Posted by Laura Mar 22, 2010 Posted in retro

When I was young… well, younger than I am now, a friend came over with a most peculiar looking item called a Game Boy Advance. I had seen them featured on CBBC Newsround (yes, I was one of those children) and was of course familiar with their predecessor the Game Boy Colour, which as far as I was concerned played Pokemon Yellow and nothing else. Anyway, my friend had a copy of what I’ve now realised was probably Super Mario Advance 2, and we played through the first few levels until getting stumped by an egg shooting… thing. Delighted and addicted, I got my own Game Boy Advance soon after, and picked up what I thought was the only Mario game that existed and so had to be the same as my friend’s (hey, I was a kid and in my house we mostly read books and listened to Classic FM, none of this 8 bit crap) but what was instead, it turned out, the game that would become my favourite Mario incarnation ever: Super Mario World.

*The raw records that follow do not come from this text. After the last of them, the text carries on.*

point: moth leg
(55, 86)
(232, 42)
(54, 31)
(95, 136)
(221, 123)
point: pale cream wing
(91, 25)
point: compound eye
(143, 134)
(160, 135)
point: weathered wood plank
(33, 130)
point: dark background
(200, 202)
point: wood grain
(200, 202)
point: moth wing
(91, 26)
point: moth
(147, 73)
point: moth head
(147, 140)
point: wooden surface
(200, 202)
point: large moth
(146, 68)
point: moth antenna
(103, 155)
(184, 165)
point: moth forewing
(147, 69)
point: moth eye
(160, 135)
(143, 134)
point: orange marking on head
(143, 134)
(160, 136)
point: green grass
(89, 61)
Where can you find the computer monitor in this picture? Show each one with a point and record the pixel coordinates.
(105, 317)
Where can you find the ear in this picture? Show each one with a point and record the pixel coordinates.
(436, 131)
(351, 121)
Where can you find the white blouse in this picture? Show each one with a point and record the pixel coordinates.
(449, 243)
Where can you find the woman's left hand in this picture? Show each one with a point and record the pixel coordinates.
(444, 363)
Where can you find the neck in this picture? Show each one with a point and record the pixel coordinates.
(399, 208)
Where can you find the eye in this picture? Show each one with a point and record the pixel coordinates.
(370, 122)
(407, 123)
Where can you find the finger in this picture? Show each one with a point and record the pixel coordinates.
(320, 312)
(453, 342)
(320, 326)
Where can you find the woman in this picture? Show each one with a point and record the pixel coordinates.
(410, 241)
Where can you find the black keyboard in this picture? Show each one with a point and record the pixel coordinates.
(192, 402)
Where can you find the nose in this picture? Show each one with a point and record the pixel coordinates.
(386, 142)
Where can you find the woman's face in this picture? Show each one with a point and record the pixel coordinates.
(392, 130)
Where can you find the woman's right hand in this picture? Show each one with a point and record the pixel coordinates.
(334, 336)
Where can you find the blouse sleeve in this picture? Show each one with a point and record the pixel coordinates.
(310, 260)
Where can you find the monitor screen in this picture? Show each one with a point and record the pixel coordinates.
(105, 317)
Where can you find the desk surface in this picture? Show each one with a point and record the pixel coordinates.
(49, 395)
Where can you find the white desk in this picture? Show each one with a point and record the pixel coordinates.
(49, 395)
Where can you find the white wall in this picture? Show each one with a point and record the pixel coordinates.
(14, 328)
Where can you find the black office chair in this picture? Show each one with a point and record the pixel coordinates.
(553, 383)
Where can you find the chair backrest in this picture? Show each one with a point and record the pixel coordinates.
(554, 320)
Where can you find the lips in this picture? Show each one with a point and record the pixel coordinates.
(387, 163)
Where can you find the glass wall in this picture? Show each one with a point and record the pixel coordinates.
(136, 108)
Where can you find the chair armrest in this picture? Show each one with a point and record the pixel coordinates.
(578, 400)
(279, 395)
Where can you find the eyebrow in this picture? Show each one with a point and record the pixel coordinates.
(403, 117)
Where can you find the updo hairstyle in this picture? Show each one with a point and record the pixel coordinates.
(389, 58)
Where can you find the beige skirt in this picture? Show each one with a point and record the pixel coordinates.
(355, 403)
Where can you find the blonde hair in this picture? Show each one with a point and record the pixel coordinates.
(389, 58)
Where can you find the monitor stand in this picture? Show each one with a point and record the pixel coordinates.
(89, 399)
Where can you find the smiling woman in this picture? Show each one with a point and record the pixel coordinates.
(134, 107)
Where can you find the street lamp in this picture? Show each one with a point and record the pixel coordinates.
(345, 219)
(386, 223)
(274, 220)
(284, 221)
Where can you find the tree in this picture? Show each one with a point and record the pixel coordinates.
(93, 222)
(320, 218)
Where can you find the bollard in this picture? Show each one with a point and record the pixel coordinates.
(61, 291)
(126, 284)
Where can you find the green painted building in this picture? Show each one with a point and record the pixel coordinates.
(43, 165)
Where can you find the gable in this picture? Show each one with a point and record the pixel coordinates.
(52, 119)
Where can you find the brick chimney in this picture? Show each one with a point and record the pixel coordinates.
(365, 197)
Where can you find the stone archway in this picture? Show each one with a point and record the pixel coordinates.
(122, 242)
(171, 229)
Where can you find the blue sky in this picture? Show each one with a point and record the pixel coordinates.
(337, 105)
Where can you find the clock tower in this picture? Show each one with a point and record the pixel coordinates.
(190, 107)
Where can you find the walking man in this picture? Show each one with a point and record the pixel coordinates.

For me, Super Mario World became the definitive Mario game. The music, the level design; I know the first two worlds like the back of my hand. Around the Vanilla Dome it all goes a bit hazy because I was stuck there forever as a child, and to be honest I’m still stuck now as I procured a copy for my SNES and am bamboozled continually by the end world castle, but I do recall I actually finished the game somehow so clearly I wasn’t actually born with my thumbs on backwards as the evidence may suggest.
Sadly the original Game Boy Advance version is now lost (as if memory serves it actually belonged to my little sister and I, er, obtained it through persuasive negotiation until she suddenly became taller than me) and the downloaded Wii version is now also lost due to the whole theft thing, so when I picked up my SNES I decided a copy of Super Mario World was an absolute must-have. There are so many things I love about this game that I do believe it requires bullet points to avoid becoming a wall of text.


The first world map.

  • the music – I frequently bounce around the kitchen humming the tunes from Super Mario World to myself as I expertly defrost ready meals in the microwave, stopping mid off-key note only when my flat mates return from having actual lives. The songs are catchy, the sound effects are comfortingly familiar and the Game Over music induces many a face-controller with its sombre tones.
  • the worlds – compared to later incarnations in the Mario series there’s not actually that much variety between the worlds, but they’re all colourful, filled to the brim with traps and goofy looking enemies and secret passages and they are simply gorgeous to look at and walk through. Time hasn’t aged this game’s aesthetics at all. Well, technically it has, but it looks perfect as it is.

  • Gameplay.

  • Mario’s power ups – throwing fireballs. Flying. It’s everyone’s dream to do these things, and Mario does both. Sadly not at the same time, but I suspect the console would have imploded from sheer awesome if that had happened. Also it would probably have been something of a game breaker, both strength wise and from the lack of available button combinations that would have been required. Anywho, a girl can dream.
  • the controls – okay this seems a bit of a trite thing to point out, as praising a game for having good controls is like praising a meal for being edible – controls should be good as a basic requirement. However, it’s worth noting that Super Mario World is not slippery. I have never, ever died through a controller cock up with this game, which sadly isn’t true for pretty much every other game I’ve played (yeah, yeah, bad workman blames his tools, but it’s true). You feel perfectly in control, 100% of the time, everything responds fantastically and consistently. I’ve never hit a button and shouted “I didn’t tell you to do that!” afterwards, which I have had to do frequently for Lara, the Prince of Persia, Sora, Samus, Chel, James, Isaac and so on. Mario listens to me and I like a man who’s a good listener.
  • yoshi – er, well. Yoshi. Says it all, really.
  • Okay, I should probably put my mad fangasming aside and make this a balanced reflection by mentioning something bad about the game. Um. It never makes me breakfast. There, that’ll do it.